Förderungen können nur an freie gemeinnützige Organisationen vergeben werden, die Unterstützung in Form von  Personal- , Honorar- , Sach- oder Inventarkosten beanspruchen. Die Höhe des Zuschusses variiert; Projekte, die beispielsweise die Förderung regionaler Initiativen für Menschen mit Behinderungen, Menschen in sozialen Schwierigkeiten, sowie für Kinder und Jugendliche vorantreiben, können beispielsweise mit einem Zuschuss von maximal 5.000 Euro (maximal 1 Jahr) rechnen.  Dabei wären keine Eigenmittel erforderlich. Größere Maßnahmen, wie zum Beispiel  ambulante Dienste und Einrichtungen mit umfassender Barrierefreiheit können mit maximal 300.000 Euro bezuschusst werden, wobei ein gewisser Teil jedoch aus Eigenmitteln finanziert werden sollte. Außerdem ist zu beachten, dass pro Einrichtung nur eine Förderung im Jahr möglich ist. Vorhaben die vor der Antragsstellung begonnen werden, können nicht bezuschusst werden  beziehungsweise Projekte können erst ausgeführt werden,  wenn die Förderung bewilligt ist. Anträge können über die Landesverbände der Diakonie gestellt werden. Weitere Informationen finden Sie hier.

Deutsche Fernsehlotterie Stiftung Deutsches Hilfswerk

Die Deutsche Fernsehlotterie finanziert die Förderungen der Stiftung Deutsches Hilfswerk. Diese Stiftung wurde 1967 mithilfe von dem NDR, sowie der Bundesvereinigung der kommunalen Spitzenverbände gegründet. Etwa die Hälfte der Lotterieerlöse kommt sozialen Projekten zugute, die sich für folgende Gruppen einsetzen

  • Kinder, Jugendliche und Familien
  • Senioren
  • kranke Menschen
  • Menschen mit Behinderung

Zusammen können die Diakonie und die Stiftung Deutsches Hilfswerk jährlich circa 100 Projekte mit  um die 15 Millione Euro unterstützen.
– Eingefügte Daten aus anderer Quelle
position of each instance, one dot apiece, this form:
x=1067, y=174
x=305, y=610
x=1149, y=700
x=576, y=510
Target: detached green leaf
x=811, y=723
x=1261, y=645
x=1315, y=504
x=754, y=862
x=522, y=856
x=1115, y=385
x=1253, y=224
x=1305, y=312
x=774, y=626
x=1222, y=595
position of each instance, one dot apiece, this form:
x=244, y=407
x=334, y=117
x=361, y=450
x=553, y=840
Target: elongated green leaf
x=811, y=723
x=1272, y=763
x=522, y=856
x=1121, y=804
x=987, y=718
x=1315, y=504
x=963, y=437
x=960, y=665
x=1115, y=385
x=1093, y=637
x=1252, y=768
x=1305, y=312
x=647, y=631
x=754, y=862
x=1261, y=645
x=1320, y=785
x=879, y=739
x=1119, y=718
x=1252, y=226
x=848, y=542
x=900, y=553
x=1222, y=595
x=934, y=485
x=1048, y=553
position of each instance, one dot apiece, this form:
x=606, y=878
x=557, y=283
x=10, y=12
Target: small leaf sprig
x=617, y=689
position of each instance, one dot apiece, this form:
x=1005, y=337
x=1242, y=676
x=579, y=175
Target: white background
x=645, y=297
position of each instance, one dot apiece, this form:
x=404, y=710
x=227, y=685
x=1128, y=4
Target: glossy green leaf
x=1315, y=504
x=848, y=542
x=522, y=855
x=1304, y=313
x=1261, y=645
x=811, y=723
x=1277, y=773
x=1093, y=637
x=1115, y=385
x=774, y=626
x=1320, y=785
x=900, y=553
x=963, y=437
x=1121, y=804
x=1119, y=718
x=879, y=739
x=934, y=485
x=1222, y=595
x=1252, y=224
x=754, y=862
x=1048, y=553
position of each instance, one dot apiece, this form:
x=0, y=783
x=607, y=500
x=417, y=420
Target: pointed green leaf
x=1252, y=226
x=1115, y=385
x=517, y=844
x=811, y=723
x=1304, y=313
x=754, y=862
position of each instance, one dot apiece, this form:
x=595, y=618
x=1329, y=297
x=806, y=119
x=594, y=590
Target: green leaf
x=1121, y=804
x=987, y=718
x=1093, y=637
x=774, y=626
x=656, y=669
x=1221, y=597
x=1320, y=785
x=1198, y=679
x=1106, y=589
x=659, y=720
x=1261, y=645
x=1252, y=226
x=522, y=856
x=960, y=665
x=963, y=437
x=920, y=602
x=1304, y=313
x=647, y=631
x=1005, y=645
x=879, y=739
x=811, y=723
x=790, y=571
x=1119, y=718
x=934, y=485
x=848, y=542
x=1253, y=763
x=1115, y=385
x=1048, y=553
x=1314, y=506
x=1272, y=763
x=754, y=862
Einrichtungen die die Stiftung Deutsches Hilfswerk fördert, müssen Teil einer gemeinnützigen Organisation, Spitzenverbänden der freien Wohlfahrt oder freier gemeinnütziger Organisationen sein. Zuschüsse können dabei  der Finanzierung von Bauvorhaben, Förderung von sozialen und familienentlastenden Diensten oder die  Fort- und Weiterbildung von Mitarbeitenden dienen. Auch hier hängt der Umfang des Zuschusses von der Art des Projektes ab: Die maximale Förderhöhe für Baumaßnahmen liegt zum Beispiel bei 250.000 Euro, wobei der Antragssteller ebenfalls anteilig zu mindestens 10-20 Prozent beteiligt sein muss. Anträge können über den jeweiligen Regional- oder Bundes verband eingereicht werden und können erst nach der Bewilligung begonnen werden. Weitere Informationen über die Förderrichtlinien und die Deutschen Fernsehlotterie finden Sie hier.

GlücksSpirale

Die GlücksSpirale wurde 1967 gegründet, um die Olympischen Sommerspiele 1972 und später die Fußballweltmeisterschaft 1974 zu finanzieren. Seit 1976 setzt sich die Glücksspirale auch für wohltätige Zwecke ein. Der Erlös der Lottolose wird aufgeteilt unter den Initiativen der Bundesarbeitsgemeinschaft der freien Wohlfahrtspflege, des Deutschen Olympischen Sportbunds, und der Deutschen Stiftung Denkmalschutz. Daher beinhalten die  Themengebiete der geförderten Projekte

  • Wohlfahrt
  • Sport
  • Denkmalschutz

Im Arbeitsbereich der Diakonie kann die Glücksspirale somit jährlich circa 100 Projekte mit rund 4 Millionen. Euro mitfinanzieren.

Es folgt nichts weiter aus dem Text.